Pertama kali menginjakkan kaki di nagari
Yogyakarta, ada cerita lucu, berangkat dari mojokerto sekitar jam 11 malam,
sampai jogja jam jam 3 pagi. Setelah datang sebenarnya udaj ada janji sama
kakak sepupu, tapi apa daya dia ketiduran dan juga hapequ cdma jadinya gak bisa
dipakai ketika sampai dijogja lengkap sudah ujian di pagi petang ini. terpaksa
tidur dibawah jembatan janti, menunggu fajar dan subuh tiba. Stelah terdengar
suara kakek-kakek tua mengumandangkan adzan yang kurang begitu nyaring
bunyinya, aku mencoba mengikuti asal arah suara yang meliuk-liuk cempreng
tersebut. Inilah realita, ketika yang muda sudah lupa akan tanggung jawabnya
mengemban tugas menggantikan tugas poara tetua, atau malah sebaliknya yang
tua-tua malah tidak sadar diri dan tidak mau digantikan oleh yang muda, mereka
merasa masih kuta dan ingin terus tetap berjaya.
Kesan pertama memandang jogja seakan sangat asing,
tapi inilah dunia baruku yang akan kuarungi. Saat itu ketika SMA aq masih ingat
betul, rekreasi ke jOGJA aku sudah daftar tapi pas hari terakhir pelunasan
pembayaran aku tidak bisa bayar, karena aku dan orang tua lagi tidaka ada duit
sama sekali, kecewa tapi mau gimana lagi, saat itu aku bicara pada diriku
sendiri aku pasti bisa menginjakkan kaki dijogja.
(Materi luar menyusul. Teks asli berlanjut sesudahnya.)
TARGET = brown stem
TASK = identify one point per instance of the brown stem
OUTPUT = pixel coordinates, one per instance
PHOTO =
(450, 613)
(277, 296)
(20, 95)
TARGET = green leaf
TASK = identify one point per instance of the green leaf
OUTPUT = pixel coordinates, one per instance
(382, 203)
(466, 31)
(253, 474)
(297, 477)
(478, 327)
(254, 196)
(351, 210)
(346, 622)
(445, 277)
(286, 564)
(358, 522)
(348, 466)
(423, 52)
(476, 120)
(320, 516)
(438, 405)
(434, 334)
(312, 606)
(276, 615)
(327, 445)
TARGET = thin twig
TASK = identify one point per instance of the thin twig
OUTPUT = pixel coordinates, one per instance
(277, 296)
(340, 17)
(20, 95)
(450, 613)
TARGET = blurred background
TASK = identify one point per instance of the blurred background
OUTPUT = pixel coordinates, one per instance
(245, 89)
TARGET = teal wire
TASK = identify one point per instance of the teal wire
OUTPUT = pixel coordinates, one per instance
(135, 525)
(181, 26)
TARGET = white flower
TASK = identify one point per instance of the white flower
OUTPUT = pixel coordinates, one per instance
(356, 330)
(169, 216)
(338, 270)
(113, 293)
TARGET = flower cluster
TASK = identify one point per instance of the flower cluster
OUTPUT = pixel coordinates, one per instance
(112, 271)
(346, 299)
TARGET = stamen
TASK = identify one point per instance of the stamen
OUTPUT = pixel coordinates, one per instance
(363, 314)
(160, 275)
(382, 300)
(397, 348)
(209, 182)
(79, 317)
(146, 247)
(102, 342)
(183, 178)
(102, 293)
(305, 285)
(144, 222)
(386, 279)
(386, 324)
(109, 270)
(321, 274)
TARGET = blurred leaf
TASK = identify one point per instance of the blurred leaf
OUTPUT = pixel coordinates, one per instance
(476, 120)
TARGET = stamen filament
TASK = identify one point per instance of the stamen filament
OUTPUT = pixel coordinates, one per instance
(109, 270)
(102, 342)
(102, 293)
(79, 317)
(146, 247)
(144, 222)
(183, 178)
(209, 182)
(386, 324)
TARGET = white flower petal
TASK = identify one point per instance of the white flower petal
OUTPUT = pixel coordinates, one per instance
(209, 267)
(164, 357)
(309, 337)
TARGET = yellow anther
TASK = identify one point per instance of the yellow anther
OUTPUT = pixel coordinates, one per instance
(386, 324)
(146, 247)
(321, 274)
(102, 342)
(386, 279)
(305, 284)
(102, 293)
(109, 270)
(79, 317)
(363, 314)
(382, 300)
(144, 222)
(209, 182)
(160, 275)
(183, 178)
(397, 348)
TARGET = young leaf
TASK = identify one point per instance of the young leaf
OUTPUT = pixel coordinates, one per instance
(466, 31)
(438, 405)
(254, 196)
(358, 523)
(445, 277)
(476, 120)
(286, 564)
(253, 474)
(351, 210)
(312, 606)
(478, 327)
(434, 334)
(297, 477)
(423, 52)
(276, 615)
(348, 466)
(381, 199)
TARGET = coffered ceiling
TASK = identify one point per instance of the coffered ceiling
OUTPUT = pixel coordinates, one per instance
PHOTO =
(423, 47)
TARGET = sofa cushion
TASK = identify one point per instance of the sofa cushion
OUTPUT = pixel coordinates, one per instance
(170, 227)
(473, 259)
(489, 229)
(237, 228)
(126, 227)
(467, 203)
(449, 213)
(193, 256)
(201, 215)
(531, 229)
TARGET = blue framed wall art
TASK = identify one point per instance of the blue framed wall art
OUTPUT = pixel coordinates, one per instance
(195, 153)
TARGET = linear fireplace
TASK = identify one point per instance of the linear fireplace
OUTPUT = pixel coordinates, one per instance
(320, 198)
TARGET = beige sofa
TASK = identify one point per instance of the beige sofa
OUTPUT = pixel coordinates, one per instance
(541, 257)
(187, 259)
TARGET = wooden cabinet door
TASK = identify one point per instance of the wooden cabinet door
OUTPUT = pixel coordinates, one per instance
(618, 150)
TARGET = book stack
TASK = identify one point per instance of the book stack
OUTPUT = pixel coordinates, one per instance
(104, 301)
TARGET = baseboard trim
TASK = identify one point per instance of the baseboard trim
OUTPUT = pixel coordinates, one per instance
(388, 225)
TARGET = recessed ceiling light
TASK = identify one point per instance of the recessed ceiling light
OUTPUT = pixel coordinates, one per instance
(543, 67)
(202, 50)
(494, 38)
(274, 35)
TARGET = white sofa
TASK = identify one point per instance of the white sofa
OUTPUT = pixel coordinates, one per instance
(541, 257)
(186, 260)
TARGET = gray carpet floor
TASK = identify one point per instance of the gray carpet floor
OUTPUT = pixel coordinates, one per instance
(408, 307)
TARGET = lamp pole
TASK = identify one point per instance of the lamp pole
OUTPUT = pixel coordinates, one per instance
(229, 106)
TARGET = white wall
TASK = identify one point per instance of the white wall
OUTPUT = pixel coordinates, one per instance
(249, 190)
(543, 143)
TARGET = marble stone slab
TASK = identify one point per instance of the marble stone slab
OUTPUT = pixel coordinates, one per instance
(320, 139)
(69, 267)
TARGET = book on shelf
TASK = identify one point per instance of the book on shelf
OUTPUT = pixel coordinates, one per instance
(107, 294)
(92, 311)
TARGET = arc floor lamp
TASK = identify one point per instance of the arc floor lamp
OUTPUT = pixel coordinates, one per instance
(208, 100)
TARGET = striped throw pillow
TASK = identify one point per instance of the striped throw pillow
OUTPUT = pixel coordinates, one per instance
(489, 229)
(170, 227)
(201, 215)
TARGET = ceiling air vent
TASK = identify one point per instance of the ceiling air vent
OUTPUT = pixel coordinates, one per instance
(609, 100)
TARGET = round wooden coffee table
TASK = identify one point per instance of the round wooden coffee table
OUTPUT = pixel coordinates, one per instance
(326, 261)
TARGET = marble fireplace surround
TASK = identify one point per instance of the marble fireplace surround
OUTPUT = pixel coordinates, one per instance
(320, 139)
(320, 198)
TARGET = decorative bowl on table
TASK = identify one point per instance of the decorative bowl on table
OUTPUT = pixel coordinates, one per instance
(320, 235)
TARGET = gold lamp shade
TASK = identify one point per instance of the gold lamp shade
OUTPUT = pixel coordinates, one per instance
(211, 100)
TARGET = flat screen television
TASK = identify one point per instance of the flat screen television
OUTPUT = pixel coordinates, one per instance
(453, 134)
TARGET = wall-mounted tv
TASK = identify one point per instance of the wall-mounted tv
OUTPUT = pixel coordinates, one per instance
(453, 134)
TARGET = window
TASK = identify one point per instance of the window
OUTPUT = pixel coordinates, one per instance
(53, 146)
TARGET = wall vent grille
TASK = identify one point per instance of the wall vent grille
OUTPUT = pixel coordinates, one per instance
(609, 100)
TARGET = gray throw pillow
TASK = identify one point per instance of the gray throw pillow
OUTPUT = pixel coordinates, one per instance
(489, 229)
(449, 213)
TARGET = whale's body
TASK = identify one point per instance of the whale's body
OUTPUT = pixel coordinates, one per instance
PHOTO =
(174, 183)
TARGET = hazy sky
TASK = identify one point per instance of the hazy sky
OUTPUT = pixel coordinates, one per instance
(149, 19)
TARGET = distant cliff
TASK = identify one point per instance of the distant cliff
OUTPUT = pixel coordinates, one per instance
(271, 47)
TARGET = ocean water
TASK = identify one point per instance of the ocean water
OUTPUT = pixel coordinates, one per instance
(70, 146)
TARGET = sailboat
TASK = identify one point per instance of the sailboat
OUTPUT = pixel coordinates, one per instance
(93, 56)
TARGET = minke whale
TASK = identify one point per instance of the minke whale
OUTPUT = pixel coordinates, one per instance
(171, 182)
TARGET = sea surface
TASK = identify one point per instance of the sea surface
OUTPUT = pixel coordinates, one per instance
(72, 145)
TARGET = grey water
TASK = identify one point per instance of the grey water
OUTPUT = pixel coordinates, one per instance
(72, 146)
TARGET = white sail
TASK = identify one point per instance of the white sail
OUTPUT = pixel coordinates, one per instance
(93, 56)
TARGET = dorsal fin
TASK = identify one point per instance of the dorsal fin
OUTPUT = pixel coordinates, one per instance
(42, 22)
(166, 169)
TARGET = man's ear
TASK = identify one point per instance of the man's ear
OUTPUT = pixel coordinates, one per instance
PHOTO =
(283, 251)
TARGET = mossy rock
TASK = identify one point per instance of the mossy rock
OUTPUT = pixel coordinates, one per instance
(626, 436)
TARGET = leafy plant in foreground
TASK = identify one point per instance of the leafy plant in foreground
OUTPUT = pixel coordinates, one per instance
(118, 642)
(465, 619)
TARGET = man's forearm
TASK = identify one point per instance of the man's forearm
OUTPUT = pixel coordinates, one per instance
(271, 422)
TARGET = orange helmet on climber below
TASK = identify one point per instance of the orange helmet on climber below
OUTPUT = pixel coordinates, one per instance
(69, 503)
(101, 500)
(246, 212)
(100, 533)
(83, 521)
Sebuah kekecewaan yang
menjadikanku semangat untuk pergi ke jogja. Ternyata jogja tak sindah di TV yang
selama ini aku liat, tak lebh seperti kota-kota lain tapi kelebihan jogja yakni
memiliki situs kerajaan yang masih hidup dan dilestarikan, inilah yang
menjadikan jogja berbeda.
Jogja lagi jogja lagi, sebenarnya sedikit bosan
denger kata-kata itu tapi yainilah kota dan rumah keduaku setelah mojokerto.